Solar incentives can create 100s of thousands of new jobs

At least that’s the gist of a new report from Howard H. Baker Jr. Center for Public Policy at the University of Tennessee, Knoxville. The study, “Assessment of Incentives and Employment Impacts of Solar Industry Deployment," found that solar is on the same track that other energy sources in the U.S., like coal, oil, natural gas, and nuclear energy formerly took.

But the report also found that solar has the potential to create more jobs than other energy sources on a per megawatt hour basis. “The study finds that solar could support 200,000 to 430,000 jobs across the United States by 2020 and from 240,000 to 965,000 jobs in 2030 (including direct, indirect, and induced jobs),” said report author Susan Schexnayder, a senior research associate at the university’s Human Dimensions Research Lab.

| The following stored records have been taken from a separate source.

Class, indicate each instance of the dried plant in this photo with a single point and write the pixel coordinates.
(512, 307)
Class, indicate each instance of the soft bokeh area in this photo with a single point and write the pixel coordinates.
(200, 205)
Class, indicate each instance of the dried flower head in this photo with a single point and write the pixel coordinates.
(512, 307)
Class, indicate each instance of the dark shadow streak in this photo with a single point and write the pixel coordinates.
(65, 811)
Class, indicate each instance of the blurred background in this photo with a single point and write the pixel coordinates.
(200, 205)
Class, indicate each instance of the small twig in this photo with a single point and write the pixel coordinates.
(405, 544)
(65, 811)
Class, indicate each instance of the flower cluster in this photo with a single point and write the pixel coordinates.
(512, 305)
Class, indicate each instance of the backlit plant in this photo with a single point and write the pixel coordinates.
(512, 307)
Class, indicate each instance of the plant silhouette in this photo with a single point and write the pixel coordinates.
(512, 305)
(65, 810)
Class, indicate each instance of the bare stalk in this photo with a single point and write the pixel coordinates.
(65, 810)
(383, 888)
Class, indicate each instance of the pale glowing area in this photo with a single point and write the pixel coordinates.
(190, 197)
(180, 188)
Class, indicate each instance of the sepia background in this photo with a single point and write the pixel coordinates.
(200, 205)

“The low-end assumes the solar power in the U.S. grows at the same rate as the GNP [i.e., gross national product]. The upper end projection is based on the DOE SunShot initiative’s projected employment which assumes 26 percent annual growth, but is roughly consistent with a 20 percent growth rate that we model which is a tempering of the IPCC’s projection of 30 percent annual growth in U.S. solar capacity,” Schexnayder said.

Solar has been around for a while, but not as long as oil or coal. “Solar is not necessarily traveling any faster or slower along the adoption path than other energy resources, but it is on the same trajectory—with a relatively slow start followed by a period of rapid growth,” said Schexnayder. But to get to the level of mass adoption like other energy sources it still needs help. And why not? “The study points out that all energy sources—even those that have achieved full maturity—are subsidized,” Schexnayder said.

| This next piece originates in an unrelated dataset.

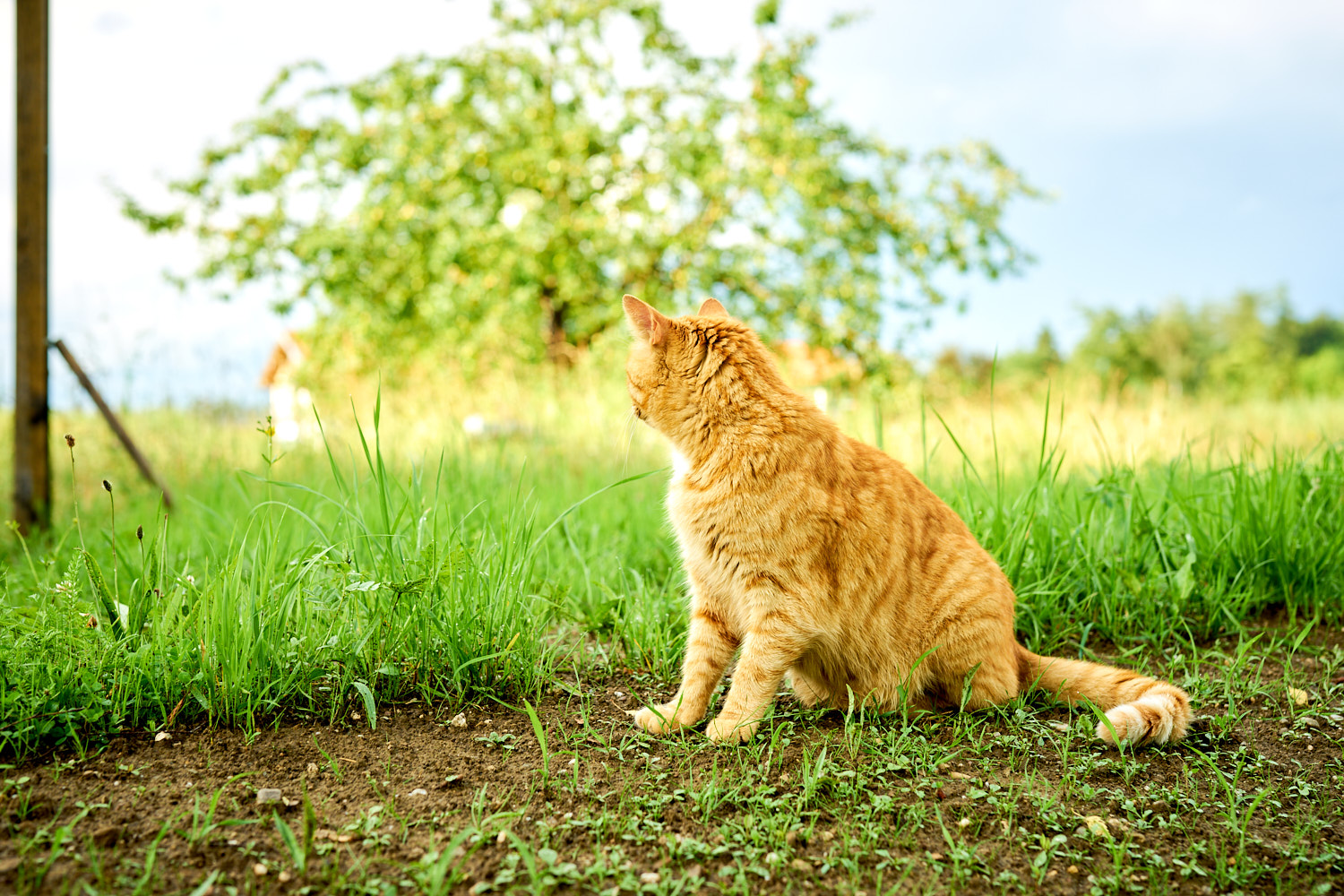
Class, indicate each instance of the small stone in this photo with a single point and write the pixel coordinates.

Some of those subsidies have been in place for a long time. The report sites a Management Information Services, Inc. study which looked at government incentives for energy industries from 1950 to 2010. It found that the oil industry has received $369 billion, coal $104 billion and renewables since 1950. Another study, from the Renewable Energy Policy Project, found that solar has received $5.7 billion since 1947.